Chinese astronomers have signed on to participate in the development of the world's largest telescope that will be built atop a Hawaii volcano, a group said Tuesday.
The Thirty Meter Telescope, the group spearheading the project, said the National Astronomical Observatories of the Chinese Academy of Sciences has joined as an observer. It is the first step of a process expected to lead to the NAOC becoming a full partner and financial contributor.
"We believe that the Thirty Meter Telescope will provide an otherwise unattainable opportunity for the Chinese astronomical community to make significant discoveries, perform cutting-edge science, and advance technological development," Jun Yan, the NAOC's director, said in a statement.
A consortium of Canadian and California universities is heading the development of the telescope, to be build atop Mauna Kea volcano on the Big Island. The National Astronomical Observatory of Japan is also participating in the project.
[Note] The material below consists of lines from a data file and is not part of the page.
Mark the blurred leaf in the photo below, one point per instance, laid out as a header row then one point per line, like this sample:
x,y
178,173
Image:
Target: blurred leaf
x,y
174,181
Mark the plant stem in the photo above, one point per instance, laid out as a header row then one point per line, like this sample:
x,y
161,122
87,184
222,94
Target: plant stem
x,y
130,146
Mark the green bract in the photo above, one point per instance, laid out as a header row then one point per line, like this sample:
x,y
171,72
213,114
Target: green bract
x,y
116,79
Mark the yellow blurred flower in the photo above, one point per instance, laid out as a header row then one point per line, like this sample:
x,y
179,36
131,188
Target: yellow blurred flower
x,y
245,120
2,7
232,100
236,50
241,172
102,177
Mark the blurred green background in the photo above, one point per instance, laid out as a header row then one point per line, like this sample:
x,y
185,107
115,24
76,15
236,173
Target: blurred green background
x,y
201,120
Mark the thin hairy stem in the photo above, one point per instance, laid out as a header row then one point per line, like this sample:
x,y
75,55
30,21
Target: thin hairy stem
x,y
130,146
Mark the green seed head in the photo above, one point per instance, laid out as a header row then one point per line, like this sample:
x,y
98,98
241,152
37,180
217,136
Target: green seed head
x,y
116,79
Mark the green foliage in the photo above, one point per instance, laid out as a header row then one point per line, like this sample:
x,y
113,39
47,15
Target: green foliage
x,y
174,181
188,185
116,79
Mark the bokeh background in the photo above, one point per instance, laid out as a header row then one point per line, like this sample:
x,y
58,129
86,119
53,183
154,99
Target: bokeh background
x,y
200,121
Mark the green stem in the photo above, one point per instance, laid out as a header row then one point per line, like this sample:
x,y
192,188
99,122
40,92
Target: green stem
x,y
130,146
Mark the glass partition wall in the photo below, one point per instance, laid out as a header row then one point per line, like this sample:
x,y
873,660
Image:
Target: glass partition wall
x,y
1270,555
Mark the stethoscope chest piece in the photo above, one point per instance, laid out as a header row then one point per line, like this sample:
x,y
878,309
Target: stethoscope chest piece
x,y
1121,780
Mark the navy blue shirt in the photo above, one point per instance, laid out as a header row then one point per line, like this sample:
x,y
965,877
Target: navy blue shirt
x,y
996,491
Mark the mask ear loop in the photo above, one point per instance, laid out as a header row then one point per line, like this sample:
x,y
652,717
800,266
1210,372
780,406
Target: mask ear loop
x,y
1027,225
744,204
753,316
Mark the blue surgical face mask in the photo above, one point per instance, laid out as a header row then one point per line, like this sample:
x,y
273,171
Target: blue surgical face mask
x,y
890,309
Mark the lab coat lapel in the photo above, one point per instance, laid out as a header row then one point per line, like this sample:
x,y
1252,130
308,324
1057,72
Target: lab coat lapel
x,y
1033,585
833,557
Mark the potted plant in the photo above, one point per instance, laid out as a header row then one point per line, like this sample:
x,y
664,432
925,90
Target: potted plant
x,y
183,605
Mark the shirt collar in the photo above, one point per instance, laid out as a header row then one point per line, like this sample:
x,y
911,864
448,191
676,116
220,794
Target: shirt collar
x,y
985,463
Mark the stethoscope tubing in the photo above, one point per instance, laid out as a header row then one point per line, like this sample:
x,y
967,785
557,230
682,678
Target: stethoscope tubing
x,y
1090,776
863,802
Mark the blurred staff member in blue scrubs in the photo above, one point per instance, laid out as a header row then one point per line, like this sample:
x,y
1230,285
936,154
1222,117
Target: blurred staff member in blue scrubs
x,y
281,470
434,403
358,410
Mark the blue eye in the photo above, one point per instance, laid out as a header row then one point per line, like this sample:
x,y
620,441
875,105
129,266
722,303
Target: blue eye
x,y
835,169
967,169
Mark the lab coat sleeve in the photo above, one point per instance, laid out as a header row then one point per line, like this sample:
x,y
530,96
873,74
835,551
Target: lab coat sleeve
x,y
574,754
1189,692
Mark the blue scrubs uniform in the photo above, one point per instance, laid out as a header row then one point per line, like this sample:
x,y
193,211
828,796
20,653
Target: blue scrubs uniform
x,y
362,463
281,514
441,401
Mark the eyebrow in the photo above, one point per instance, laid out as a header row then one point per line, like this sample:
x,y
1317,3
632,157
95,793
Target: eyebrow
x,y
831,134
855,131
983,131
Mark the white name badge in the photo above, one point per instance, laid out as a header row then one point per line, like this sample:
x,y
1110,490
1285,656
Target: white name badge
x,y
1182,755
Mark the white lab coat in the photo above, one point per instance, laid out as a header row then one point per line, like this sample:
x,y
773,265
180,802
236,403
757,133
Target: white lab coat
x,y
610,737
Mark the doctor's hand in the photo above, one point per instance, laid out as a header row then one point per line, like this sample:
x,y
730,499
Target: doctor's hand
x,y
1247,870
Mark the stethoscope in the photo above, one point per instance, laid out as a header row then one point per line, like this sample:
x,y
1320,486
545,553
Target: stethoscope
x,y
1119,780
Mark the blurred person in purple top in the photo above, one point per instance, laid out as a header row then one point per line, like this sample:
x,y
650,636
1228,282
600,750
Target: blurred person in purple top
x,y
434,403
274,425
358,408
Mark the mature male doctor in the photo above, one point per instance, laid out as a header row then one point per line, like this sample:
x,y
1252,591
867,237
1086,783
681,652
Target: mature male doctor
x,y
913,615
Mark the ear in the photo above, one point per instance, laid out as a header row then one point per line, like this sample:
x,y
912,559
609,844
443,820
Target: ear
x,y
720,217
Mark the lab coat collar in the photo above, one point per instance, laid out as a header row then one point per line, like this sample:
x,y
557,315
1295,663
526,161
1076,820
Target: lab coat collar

The telescope's mirror will stretch almost 100 feet (30 meters) in diameter, or nearly the length of a Boeing 737's wingspan, when it's finished in 2018. It will be so powerful that astronomers will be able to use it to see images of the first stars and galaxies forming _ some 400 million years after the Big Bang.
Native Hawaiian groups oppose the telescope, saying Mauna Kea's summit is sacred. Environmentalists say they're concerned the project will hurt endangered species.
The telescope is the first of several powerful next-generation observatories that researchers are planning to build in different spots around the world.
A partnership of European countries plans to build the European Extremely Large Telescope, with an 138-foot (42-meter) mirror. The group is considering sites in Argentina, Chile, Morocco and Spain and plans to decide on a location next year and begin making observations in 2018.
Another group of universities plans to finish the Giant Magellan Telescope, also around 2018, with an 80-foot (24-meter) mirror in Las Campanas, Chile.
The new telescope in Hawaii was designed by the TMT Observatory Corp., which has spent $77 million on the project. Of that amount, $22 million came from Canada and $50 million was donated by the Gordon and Betty Moore Foundation. Gordon Moore is the co-founder of Intel Corp.
The Moore foundation also has pledged an additional $200 million for the telescope's construction. The California Institute of Technology and the University of California have agreed to raise matching funds of $50 million.
The Canadian partners plan to supplying the telescope's enclosure, the telescope structure and the first light adaptive optics.
Headquartered in Beijing, the NAOC was founded in 2001 by the merger of four observatories, three observing stations and one research center in China.